A re-examination of the localization of immunoreactive dynorphin(1–8), [Leu]enkephalin and [Met]enkephalin in the rat neurohypophysis

We addressed in this study, with immunocytochemical methods, the following questions:

(1) are immunoreactive enkephalins in the rat neurohypophysis stored in nerves distinct from neurosecretory nerves;

(2) where is [Met]enkephalin immunoreaction localized;

(3) does immunoreactive [Leu]enkephalin coexist with pro-enkephalin or with pro-dynorphin fragments; and

(4) are the interpretations of localization studies influenced by the choice of pre-embedding or post-embedding immunocytochemical techniques? We compared immunoreactions due to antibodies which had been used by others in previous studies, examined both lyophilized and conventionally fixed specimens, and applied pre- and post-embedding protocols. Both pre- and post-embedding stainings confirmed co-storage of immunoreactive dynorphin(1–8)-like materials with vasopressin.
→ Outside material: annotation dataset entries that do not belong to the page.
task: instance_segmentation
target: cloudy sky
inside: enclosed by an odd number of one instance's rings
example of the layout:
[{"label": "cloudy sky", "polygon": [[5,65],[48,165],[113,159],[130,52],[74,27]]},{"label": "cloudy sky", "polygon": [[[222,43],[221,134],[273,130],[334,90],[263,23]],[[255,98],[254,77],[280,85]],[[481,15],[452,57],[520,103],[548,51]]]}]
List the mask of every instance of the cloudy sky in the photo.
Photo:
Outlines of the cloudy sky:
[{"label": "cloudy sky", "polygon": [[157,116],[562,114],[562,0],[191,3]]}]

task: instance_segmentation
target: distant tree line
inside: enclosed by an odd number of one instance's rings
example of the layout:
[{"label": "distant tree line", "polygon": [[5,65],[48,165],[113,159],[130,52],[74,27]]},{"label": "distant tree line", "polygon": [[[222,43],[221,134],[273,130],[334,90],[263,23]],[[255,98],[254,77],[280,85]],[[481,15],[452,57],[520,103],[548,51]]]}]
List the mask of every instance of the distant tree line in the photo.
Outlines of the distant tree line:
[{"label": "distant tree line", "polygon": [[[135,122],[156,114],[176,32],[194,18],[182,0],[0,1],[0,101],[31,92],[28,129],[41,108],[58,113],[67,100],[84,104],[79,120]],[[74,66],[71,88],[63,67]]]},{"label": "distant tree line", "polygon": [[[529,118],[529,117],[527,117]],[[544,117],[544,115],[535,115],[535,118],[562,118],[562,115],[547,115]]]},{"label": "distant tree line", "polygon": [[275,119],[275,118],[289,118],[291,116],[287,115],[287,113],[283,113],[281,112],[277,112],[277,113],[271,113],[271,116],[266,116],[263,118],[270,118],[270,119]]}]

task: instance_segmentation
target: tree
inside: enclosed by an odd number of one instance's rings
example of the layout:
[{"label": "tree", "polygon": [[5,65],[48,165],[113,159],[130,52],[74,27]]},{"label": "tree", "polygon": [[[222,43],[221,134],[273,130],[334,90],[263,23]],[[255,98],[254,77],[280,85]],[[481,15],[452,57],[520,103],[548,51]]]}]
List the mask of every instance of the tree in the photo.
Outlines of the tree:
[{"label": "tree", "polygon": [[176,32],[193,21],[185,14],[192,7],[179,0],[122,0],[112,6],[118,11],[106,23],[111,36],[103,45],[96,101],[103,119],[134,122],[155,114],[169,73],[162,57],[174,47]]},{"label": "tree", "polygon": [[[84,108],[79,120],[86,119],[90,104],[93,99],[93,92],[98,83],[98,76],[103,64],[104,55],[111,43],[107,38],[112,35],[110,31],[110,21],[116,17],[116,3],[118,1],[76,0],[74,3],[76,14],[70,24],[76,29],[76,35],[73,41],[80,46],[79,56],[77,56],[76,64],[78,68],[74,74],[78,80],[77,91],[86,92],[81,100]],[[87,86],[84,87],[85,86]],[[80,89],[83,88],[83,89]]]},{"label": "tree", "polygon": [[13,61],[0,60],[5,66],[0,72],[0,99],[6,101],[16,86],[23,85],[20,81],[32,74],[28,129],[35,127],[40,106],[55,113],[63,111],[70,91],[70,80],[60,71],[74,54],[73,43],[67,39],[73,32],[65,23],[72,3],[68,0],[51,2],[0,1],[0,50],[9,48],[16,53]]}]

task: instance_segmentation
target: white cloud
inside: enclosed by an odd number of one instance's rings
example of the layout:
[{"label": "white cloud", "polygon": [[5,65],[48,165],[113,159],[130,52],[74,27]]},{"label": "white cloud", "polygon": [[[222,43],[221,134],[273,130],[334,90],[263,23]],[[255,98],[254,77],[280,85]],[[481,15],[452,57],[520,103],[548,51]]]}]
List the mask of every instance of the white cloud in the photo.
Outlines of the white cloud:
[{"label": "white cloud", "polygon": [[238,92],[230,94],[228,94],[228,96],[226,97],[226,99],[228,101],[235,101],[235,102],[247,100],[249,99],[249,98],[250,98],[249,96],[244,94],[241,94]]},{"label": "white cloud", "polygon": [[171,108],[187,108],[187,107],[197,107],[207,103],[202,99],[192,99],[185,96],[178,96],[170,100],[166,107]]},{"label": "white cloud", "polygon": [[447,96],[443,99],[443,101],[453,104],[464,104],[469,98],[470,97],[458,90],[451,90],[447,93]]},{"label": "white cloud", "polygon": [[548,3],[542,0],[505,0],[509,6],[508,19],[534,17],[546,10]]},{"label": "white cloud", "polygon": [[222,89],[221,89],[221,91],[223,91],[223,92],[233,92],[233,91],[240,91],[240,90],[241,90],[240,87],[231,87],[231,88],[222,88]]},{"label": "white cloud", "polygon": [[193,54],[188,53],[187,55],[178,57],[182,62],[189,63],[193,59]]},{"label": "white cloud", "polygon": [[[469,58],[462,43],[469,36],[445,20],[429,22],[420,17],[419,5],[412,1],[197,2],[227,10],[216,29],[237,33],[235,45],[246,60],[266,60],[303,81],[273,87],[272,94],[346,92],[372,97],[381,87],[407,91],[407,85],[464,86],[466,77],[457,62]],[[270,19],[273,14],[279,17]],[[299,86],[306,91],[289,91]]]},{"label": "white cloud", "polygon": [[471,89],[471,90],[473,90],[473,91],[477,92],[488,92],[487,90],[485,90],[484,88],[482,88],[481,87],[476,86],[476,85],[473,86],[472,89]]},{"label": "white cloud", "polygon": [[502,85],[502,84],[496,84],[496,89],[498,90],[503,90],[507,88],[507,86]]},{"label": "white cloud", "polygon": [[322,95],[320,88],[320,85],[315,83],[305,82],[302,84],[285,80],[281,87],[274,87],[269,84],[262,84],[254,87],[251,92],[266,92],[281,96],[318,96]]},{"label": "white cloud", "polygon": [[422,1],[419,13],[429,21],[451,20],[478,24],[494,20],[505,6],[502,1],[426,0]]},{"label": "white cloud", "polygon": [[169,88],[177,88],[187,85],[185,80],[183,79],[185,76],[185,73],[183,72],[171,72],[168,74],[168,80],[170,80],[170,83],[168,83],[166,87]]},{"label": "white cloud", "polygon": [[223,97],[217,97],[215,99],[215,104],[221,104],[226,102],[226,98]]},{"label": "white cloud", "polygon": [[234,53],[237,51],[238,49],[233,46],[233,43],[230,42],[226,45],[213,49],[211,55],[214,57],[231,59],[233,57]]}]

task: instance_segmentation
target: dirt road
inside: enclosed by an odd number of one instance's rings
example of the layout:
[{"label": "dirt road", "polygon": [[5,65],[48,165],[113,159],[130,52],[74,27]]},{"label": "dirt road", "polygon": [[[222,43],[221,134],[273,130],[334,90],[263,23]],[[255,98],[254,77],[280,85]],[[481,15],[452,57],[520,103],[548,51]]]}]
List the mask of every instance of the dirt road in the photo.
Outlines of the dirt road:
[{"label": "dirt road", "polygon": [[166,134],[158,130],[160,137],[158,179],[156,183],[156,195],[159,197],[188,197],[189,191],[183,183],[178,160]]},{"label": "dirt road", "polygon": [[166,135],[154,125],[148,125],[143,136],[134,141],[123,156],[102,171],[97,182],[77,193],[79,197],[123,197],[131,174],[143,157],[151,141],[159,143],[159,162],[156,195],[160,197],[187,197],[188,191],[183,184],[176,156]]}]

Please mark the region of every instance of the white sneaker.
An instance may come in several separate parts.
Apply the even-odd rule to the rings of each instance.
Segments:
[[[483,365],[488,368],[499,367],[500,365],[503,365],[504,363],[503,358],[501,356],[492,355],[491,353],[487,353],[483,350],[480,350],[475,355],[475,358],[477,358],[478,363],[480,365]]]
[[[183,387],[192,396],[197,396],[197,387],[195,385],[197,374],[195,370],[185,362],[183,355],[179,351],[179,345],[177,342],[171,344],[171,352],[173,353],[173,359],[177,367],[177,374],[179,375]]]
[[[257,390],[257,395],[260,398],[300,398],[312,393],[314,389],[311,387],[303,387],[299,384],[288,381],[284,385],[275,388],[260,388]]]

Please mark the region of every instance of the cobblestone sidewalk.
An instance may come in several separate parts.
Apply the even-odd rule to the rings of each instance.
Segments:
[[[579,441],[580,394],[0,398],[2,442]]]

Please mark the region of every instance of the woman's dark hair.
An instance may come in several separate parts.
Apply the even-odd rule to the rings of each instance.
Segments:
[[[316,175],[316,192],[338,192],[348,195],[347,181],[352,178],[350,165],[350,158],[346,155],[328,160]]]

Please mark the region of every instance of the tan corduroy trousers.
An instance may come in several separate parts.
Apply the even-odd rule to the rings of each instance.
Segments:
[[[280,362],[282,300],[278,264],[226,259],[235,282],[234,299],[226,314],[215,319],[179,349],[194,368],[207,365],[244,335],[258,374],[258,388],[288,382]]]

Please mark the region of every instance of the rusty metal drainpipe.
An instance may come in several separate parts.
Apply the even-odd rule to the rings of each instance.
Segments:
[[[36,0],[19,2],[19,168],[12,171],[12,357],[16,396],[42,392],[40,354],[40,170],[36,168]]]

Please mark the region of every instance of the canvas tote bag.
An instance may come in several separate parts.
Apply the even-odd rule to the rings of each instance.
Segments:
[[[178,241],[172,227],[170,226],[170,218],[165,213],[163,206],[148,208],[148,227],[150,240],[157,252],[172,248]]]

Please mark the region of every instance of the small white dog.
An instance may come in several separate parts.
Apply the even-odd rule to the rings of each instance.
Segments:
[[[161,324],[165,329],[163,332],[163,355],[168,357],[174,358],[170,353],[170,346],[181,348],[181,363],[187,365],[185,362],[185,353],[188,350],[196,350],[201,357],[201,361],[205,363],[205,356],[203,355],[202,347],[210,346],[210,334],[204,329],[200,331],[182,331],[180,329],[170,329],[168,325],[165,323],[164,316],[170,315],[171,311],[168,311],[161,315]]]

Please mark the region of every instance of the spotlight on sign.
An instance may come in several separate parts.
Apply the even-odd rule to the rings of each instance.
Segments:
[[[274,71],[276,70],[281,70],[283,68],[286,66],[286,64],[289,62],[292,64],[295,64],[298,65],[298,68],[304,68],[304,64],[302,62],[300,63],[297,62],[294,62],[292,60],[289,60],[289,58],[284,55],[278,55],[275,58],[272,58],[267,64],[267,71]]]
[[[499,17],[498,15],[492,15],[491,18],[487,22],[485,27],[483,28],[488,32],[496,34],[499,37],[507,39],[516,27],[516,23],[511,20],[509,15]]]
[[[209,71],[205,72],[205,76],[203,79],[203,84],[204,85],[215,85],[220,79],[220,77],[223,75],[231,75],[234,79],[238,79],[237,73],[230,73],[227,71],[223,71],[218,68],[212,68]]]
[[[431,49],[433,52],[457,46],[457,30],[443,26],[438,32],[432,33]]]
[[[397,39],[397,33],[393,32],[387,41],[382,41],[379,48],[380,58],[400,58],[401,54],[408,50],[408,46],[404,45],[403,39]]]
Immunoreactive [Met]enkephalin-like material always coexisted with oxytocin. Most of the immunoreactive [Leu]enkephalin-like material appeared to occur in oxytocin nerves; only in larger vasopressin varicosites was there some dot-like [Leu]enkephalin immunoreaction. This indicates that neural lobe [Leu]enkephalin predominantly is cleaved from a precursor which also contains [Met]enkephalin.

When pre-embedding methods were modified in order to block diffusion and to enhance penetration of antibodies, enkephalin immunoreactivity was always found in typical neurosecretory varicosities with large granules. Structures previously interpreted as enkephalinergic nerve terminals contacting pituicytes most likely are neurosecretory varicosities.